Павел Васильевич со всеми привстали на колени, смотрели — словно бой шел по всему кладбищу.
— Стой! — кричали ярыжные. — Стой! Патриарх указал, чтоб в проклятые гудки да дудки не гудели да не дудели бы…
— Эй, вы кто? — крикнул Павел Васильич. — Пошто народ пугаете?
— Ништо! — отозвался один, остановясь, отирая с лица пот рукавом. — Нет ли кваску, милостивцы?
— А вот он! — сказала Фетинья Марковна, подняла туес с квасом. — Попей, Христа ради. Уморился?
— Ага! — отвечал тот, высвободив с улыбкой голову из посудины, утирая волосатый рот. — Упарились, знамо! Служба!
— Да кто ты таков? Что делаете?
— Мы-то? Патриаршие ярыжки! Сегодня по всем кладбищам бегаем, народ велел патриарх наставлять во благочинии. Молиться патриарх велел, а в бубны бить да медведям плясать нечего… Ну вот бесовскую забаву ломаем да бьем!
— Сие есть грех! — раздался тонкий, козлиный голос, и курносый монашек в скудной бороденке, в скуфейке предстал, подбежал к кургану. — Дьявольское наважденье! — поднял он глаза и правую руку кверху. — Указал святейший патриарх тех людей, что песни поют или с бубнами дуруют, хватать и на патриарший двор тащить. Для спасенья душ их…
— А что это у тебя, отец, с глазом-то? — прервал Ульяш.
— Так, один православный съездил. Не хочет он, окаянная сила, спасенья души. Ну, взяли. На цепи посидит… Смирится… Простите, Христа ради!
И, поклонившись, вдруг побежал, крича ярыжному:
— Афанасий, забегай справа!
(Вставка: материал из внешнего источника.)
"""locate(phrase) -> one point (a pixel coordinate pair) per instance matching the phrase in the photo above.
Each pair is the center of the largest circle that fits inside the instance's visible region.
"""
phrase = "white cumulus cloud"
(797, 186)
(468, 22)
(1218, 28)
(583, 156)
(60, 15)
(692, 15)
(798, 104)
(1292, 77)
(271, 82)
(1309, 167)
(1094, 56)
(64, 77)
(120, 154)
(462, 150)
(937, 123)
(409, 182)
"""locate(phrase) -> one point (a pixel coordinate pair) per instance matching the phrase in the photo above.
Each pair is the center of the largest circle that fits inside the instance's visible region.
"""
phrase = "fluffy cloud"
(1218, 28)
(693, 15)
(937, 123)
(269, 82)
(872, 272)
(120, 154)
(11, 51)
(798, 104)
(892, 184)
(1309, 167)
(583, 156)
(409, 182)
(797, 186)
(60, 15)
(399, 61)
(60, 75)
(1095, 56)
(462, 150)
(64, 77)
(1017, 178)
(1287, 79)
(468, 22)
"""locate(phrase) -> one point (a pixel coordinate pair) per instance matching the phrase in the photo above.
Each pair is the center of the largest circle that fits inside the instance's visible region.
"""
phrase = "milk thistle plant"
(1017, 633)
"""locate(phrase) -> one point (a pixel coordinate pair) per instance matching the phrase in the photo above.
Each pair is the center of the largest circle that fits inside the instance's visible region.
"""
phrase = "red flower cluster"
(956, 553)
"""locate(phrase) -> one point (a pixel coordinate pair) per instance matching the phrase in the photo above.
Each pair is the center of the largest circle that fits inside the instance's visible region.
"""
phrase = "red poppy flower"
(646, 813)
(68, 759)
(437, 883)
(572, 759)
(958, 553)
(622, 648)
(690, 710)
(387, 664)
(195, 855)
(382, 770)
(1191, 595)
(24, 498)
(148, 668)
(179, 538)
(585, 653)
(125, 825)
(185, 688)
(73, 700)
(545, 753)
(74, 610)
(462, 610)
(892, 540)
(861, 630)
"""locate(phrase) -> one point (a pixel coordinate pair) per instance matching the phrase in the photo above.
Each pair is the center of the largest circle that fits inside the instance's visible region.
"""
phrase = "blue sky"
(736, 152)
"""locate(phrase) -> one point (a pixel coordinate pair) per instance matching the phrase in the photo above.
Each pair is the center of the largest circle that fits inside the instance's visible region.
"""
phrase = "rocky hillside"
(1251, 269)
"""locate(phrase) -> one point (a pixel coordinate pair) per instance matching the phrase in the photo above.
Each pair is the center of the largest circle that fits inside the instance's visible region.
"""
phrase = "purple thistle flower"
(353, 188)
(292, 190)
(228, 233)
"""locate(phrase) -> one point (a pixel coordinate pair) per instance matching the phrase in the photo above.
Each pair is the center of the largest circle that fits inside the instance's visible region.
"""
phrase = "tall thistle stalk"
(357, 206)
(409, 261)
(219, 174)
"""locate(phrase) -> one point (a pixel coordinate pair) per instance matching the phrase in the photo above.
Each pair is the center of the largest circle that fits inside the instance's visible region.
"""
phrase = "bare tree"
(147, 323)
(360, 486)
И там, под сосной, опять с гудками сидят. Хвата-ай! Держи-и!
Павел Васильевич сдвинул брови:
— Чего делают, а?
Другая, ох, совсем другая стала Москва в этот приезд Павла Васильича. Не узнать! Люди другие! И мало людей! Чума и война уложили много народу. На дворе боярина Морозова Бориса Иваныча жило челяди триста шестьдесят два, осталось девятнадцать человек, а у князя Трубецкого Алексея Никитыча из двухсот семидесяти восьми осталось всего восемь человек, оставшиеся в живых многие разбежались по городам и уездам. Почитай, и работать некому — кто помер, кто в бегах, кто воюет.
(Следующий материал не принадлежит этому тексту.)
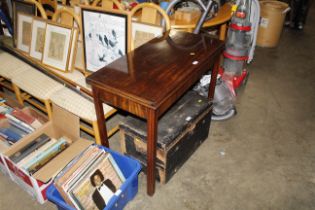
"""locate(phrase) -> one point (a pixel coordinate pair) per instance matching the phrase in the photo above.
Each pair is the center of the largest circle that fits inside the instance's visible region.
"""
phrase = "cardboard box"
(272, 16)
(42, 118)
(187, 16)
(63, 123)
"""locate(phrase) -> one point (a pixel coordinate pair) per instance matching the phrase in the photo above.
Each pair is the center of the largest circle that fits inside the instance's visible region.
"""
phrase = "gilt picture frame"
(38, 38)
(23, 7)
(57, 46)
(24, 32)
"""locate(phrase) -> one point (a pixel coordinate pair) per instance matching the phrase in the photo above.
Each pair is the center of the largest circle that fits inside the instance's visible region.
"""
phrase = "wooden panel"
(149, 15)
(125, 104)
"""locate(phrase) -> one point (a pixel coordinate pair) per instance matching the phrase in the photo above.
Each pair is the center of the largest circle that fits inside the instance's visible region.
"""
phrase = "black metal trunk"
(180, 131)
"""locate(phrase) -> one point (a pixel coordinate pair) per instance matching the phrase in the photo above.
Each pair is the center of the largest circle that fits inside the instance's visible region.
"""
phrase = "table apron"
(124, 103)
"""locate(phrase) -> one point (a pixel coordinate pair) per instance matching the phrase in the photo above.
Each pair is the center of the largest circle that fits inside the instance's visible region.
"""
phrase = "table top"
(159, 69)
(224, 15)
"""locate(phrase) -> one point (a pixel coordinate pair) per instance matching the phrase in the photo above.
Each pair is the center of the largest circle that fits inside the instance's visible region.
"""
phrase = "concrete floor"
(264, 158)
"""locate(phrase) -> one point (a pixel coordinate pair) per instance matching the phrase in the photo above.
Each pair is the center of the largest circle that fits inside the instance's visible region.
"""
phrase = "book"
(20, 127)
(5, 109)
(38, 161)
(29, 148)
(36, 153)
(10, 135)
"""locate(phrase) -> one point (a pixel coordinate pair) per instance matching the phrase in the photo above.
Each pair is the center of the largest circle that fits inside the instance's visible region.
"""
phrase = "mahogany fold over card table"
(148, 80)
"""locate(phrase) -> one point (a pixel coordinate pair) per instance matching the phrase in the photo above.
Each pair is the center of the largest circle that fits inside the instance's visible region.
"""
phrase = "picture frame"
(73, 50)
(105, 36)
(24, 7)
(79, 63)
(57, 46)
(38, 38)
(143, 32)
(24, 32)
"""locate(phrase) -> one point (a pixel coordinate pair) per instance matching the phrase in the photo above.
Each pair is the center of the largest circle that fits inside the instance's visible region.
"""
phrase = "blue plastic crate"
(129, 167)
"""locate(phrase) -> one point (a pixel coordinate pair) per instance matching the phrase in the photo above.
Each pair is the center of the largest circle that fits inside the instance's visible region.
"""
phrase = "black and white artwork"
(105, 38)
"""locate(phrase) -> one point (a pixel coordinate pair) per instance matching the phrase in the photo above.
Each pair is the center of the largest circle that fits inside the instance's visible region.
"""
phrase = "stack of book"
(90, 180)
(15, 124)
(39, 152)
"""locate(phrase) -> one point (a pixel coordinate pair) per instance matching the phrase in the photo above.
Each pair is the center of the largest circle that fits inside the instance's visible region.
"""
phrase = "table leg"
(213, 80)
(222, 32)
(100, 118)
(151, 150)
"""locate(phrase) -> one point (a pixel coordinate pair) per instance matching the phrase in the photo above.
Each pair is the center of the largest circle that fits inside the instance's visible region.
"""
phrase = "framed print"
(57, 46)
(24, 32)
(73, 50)
(38, 38)
(142, 33)
(79, 58)
(105, 36)
(23, 7)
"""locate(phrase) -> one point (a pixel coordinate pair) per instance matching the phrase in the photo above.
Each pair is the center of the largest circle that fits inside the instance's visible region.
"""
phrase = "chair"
(107, 4)
(151, 15)
(84, 109)
(35, 84)
(39, 8)
(66, 16)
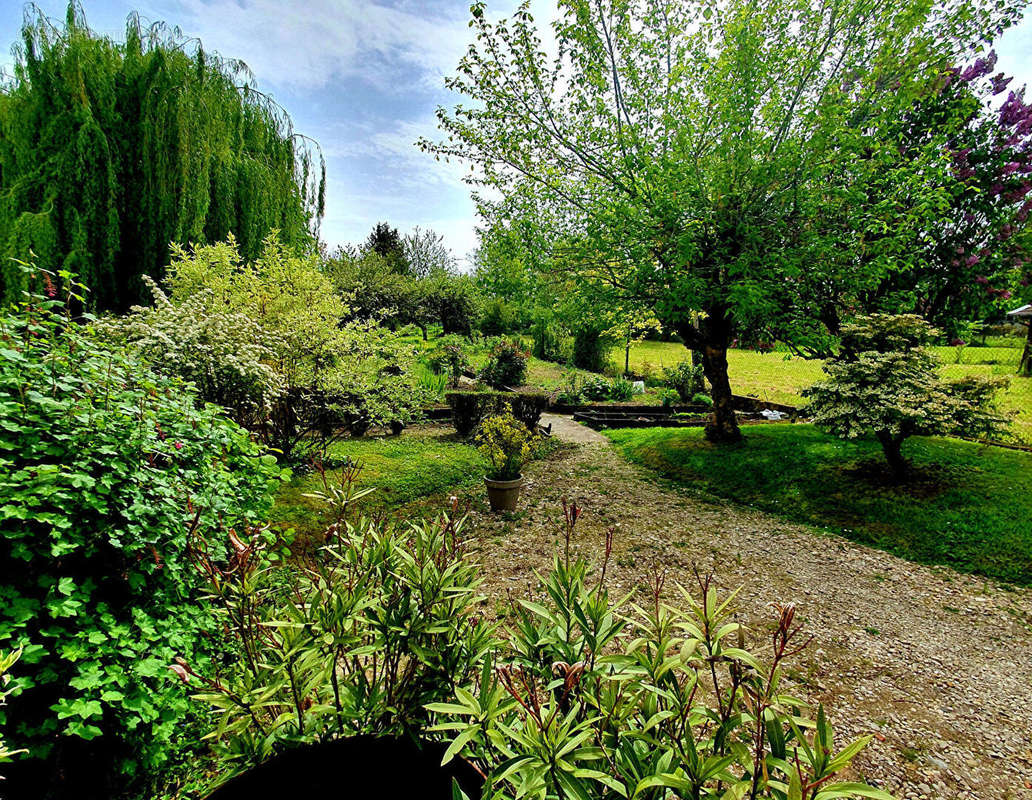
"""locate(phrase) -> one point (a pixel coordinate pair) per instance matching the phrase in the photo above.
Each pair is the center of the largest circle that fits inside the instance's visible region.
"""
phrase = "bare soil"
(935, 665)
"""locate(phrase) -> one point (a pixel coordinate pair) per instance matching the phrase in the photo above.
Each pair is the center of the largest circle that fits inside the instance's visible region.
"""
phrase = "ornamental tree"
(884, 383)
(685, 153)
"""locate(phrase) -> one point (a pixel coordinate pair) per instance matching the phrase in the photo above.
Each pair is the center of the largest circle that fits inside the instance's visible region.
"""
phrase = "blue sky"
(363, 78)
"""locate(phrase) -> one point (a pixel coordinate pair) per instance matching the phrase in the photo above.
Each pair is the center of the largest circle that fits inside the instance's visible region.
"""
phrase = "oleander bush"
(593, 697)
(381, 625)
(507, 364)
(102, 464)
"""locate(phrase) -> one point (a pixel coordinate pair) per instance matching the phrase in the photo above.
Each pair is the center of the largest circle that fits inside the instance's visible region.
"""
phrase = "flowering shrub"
(226, 355)
(685, 379)
(101, 464)
(591, 700)
(506, 443)
(506, 365)
(368, 635)
(884, 382)
(451, 357)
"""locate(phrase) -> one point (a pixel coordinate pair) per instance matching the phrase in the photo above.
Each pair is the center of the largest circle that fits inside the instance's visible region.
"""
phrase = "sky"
(363, 78)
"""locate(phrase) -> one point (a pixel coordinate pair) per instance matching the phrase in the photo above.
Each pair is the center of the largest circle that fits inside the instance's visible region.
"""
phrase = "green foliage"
(226, 355)
(706, 159)
(450, 356)
(964, 506)
(547, 341)
(497, 318)
(591, 348)
(685, 379)
(506, 443)
(102, 461)
(371, 633)
(702, 400)
(884, 383)
(335, 376)
(470, 408)
(593, 698)
(507, 364)
(108, 151)
(527, 408)
(7, 660)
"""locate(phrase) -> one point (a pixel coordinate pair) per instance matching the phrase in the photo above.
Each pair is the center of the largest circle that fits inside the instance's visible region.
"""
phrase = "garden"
(708, 477)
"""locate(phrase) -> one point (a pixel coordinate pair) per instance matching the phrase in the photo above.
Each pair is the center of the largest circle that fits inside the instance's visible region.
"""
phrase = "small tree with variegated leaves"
(884, 382)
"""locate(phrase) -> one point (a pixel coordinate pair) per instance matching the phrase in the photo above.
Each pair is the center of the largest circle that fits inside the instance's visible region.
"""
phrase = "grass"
(967, 507)
(419, 464)
(779, 377)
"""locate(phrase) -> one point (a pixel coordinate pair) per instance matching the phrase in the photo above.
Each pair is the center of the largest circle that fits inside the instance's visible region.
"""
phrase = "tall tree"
(109, 151)
(687, 151)
(386, 243)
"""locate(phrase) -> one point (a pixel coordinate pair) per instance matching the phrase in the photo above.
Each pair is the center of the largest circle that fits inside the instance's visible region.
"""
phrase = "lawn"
(420, 464)
(968, 506)
(780, 377)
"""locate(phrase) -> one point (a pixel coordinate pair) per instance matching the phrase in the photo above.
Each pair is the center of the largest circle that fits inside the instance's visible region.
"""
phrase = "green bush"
(590, 350)
(506, 365)
(498, 318)
(885, 383)
(102, 464)
(450, 357)
(470, 408)
(590, 700)
(685, 379)
(546, 341)
(367, 636)
(527, 408)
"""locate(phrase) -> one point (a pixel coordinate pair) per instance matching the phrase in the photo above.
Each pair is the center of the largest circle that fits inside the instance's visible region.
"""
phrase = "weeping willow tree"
(110, 151)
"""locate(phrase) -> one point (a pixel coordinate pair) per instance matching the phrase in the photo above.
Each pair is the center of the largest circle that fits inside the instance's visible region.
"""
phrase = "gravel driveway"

Да и сама работа стала другой. Старой, веселой работы больше не было. Работали на войну — обувь, одежу, всякое железное дело, мололи порох. Заработки стали скудны, платили за серебро медью, а налоги, пошлины, запросные деньги, пятую десятую деньгу брали серебром. Серебро дорожало, кто мог — серебряные деньги припрятывал, медных денег вместо серебряных били все больше и на Денежном дворе, да били и сами промышленные люди — медники, серебряники — и пускали свою медь по серебряной цене.